Nevertheless, there is a real symbiosis between player and Majin and that is exactly how it should be. The developers want you to care powerfully for this character, and it’s almost impossible not to. Most critically, it should be noted that it isn’t your death that triggers a Game Over, but his. He can revive you, but once you lose the Majin, that’s it. You’ve failed.

The character of the Majin, combined with the classical mythic storyline, South American-inspired visuals, and charming background music are enough to make Majin and the Forsaken Kingdom into an endearing and memorable playing experience. Nothing jawdropping or revolutionary but still something nostalgic in a way that nevertheless manages to come off feeling quite modern. If LostWinds were a full 3D action-RPG, it would possibly look something like Majin.

The Cons

But it can’t end there, of course.

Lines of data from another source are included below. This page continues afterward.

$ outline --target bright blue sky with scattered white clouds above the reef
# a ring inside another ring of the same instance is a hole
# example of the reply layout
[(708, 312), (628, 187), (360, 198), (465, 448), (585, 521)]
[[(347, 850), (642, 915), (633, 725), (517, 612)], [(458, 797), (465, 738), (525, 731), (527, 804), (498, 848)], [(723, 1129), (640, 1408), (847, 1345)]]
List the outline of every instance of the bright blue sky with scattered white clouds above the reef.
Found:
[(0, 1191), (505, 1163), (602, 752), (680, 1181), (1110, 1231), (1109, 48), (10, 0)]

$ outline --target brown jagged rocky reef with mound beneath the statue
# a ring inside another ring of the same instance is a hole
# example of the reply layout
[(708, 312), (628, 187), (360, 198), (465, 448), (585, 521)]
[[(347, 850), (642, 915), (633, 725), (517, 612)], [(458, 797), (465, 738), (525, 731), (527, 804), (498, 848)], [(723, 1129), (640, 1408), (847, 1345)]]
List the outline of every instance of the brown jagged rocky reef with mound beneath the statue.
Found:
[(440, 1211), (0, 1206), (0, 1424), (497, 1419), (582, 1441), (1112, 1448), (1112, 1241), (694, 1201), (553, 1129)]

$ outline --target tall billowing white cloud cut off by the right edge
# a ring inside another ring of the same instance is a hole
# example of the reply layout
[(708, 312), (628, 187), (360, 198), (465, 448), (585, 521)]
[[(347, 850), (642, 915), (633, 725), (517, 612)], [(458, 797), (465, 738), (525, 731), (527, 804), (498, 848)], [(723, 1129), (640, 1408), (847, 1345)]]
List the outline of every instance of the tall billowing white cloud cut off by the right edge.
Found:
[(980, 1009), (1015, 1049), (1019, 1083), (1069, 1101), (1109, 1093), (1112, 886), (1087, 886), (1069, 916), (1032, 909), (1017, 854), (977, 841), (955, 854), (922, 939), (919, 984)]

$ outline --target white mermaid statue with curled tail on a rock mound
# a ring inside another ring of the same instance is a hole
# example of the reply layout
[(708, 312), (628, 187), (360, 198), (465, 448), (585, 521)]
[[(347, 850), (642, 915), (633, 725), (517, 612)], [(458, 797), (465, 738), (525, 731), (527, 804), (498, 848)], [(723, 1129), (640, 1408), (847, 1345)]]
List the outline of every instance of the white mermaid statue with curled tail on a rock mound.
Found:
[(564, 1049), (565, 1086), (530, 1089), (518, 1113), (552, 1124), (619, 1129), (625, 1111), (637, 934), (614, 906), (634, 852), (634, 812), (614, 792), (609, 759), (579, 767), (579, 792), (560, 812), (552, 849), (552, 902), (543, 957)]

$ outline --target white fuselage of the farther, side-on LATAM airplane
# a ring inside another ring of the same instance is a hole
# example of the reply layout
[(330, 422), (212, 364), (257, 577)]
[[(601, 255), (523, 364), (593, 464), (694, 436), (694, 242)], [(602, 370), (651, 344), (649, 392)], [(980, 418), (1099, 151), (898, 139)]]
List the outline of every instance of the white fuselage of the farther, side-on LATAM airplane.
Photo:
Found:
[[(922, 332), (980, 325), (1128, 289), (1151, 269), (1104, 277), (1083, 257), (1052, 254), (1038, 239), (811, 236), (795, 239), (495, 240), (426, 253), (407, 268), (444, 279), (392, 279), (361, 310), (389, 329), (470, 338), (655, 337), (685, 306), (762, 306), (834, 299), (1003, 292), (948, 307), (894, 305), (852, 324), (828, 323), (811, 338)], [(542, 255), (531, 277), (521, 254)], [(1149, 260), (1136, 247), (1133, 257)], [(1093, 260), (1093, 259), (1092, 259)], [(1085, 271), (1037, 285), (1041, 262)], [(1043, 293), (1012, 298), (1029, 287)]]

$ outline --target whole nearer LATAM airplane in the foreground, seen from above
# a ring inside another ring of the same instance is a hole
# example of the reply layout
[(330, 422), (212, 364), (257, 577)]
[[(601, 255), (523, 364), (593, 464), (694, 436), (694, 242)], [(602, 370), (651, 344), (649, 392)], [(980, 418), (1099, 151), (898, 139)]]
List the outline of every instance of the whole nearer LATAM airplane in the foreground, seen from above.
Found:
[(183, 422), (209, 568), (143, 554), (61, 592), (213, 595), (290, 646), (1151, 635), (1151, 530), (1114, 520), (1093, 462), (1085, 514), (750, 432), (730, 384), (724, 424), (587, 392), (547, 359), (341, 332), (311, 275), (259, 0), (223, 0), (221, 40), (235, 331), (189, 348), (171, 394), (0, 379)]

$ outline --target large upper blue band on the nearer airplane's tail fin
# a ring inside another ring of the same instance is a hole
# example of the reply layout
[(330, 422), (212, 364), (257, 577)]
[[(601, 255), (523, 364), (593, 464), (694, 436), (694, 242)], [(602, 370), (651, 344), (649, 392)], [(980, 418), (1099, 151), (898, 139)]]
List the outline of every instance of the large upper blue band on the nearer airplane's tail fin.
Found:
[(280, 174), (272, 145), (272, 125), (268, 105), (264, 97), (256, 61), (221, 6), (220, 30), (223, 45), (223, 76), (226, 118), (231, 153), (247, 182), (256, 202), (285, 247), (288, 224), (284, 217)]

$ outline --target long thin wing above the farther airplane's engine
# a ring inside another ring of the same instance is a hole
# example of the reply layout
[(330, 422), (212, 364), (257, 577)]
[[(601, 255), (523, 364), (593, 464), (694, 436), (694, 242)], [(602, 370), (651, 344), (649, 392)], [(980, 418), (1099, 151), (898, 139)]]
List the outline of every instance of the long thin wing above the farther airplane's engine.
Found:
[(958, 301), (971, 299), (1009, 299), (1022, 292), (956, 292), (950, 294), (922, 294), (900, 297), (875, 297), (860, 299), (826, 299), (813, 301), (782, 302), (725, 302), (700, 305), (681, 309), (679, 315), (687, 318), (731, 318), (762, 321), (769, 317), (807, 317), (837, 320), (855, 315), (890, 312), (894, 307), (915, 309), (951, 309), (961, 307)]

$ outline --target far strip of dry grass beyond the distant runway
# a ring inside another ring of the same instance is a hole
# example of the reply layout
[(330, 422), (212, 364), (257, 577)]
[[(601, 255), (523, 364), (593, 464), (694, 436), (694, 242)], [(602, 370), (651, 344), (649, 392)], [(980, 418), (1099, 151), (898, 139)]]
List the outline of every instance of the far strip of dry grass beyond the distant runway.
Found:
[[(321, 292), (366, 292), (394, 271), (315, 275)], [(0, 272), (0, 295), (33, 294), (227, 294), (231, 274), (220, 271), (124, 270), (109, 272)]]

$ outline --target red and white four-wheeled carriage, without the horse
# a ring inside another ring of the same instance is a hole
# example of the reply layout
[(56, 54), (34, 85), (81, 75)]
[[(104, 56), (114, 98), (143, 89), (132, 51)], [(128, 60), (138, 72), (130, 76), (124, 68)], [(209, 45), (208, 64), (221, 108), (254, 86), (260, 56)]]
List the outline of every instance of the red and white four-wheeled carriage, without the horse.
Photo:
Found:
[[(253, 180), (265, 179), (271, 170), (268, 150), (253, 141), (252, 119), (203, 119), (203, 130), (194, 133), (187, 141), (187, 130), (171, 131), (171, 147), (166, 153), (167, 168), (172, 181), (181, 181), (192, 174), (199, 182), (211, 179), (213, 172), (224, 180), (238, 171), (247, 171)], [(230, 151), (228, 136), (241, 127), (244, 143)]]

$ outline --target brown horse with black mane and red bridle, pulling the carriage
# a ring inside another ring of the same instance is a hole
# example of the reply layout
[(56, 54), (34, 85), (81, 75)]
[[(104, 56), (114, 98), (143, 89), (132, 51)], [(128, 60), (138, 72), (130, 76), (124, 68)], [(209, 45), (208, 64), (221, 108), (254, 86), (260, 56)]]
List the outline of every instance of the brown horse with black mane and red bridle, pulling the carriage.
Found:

And that is what makes Majin such a bitter meal full of missed gourmet promises.

First are the balance issues of the world design. Although credit should be given for the size and general fluidity of the game space, you can see that the designers at some point began struggling with two things: how to integrate their set pieces and ideas for special mechanics into a logically flowing space and how to cue the player without beating her over the head. In both respects, the game just fails miserably. Not only is it despairingly easy to get lost and spend a great deal of time mucking about and backtracking, the puzzles alternate between needlessly simplistic and borderline impossible. When you factor in time constraints with bosses (such as one in which your Majin is left mostly defenseless against attack while you run around moving conductors), things can reach the controller-hurling stage rather quickly.

Furthermore, with respect to puzzle hints, the game has a bad habit early on of basically feeding you the solutions via talking animals. Which might by itself be tolerable — I mean, the dialogue is only serviceable in most cases anyway — if the voice acting did not so acutely resemble a strained children’s storybook. I have seldom heard so many puzzled voice actors struggling to communicate just how much their voice director’s instructions confused them. We are merely guessing at word stresses here.

The Majin’s voice is for the most part spared this embarrassment but only because he speaks like a golem and in broken English anyway. There are ways to do that wrong, for sure, but arguably this one passes muster. Nothing extraordinary, but at least it’s not Dave Wittenberg doing his Teddy/Gaspard voice again.

Overall

Majin and the Forsaken Kingdom is a game you want to love. If you’re a dedicated platformer player or know of a good strategy guide to ease some of the tedium of trial, error, and backtracking, you might end up having a good time of it. I would hesitate to call this a game for young players, just based on the spurts of blood that show up in places, but in terms of its storybook writing and idiosyncratically endearing look, the game definitely has teen appeal. Older players, on the other hand, may find it engaging for its old school qualities. If Dreamworks did an El Dorado video game, and it wasn’t terrible, we can only hope that it would resemble some shade of Majin.

The game’s shortcomings ultimately prove the greatest barrier to enjoying its strengths, namely the charm of its story and titular character. If you have the patience for it, though, you can end up savoring it. It’s really more a matter of how much endurance that you believe a game is worth just to reach its sweet spot.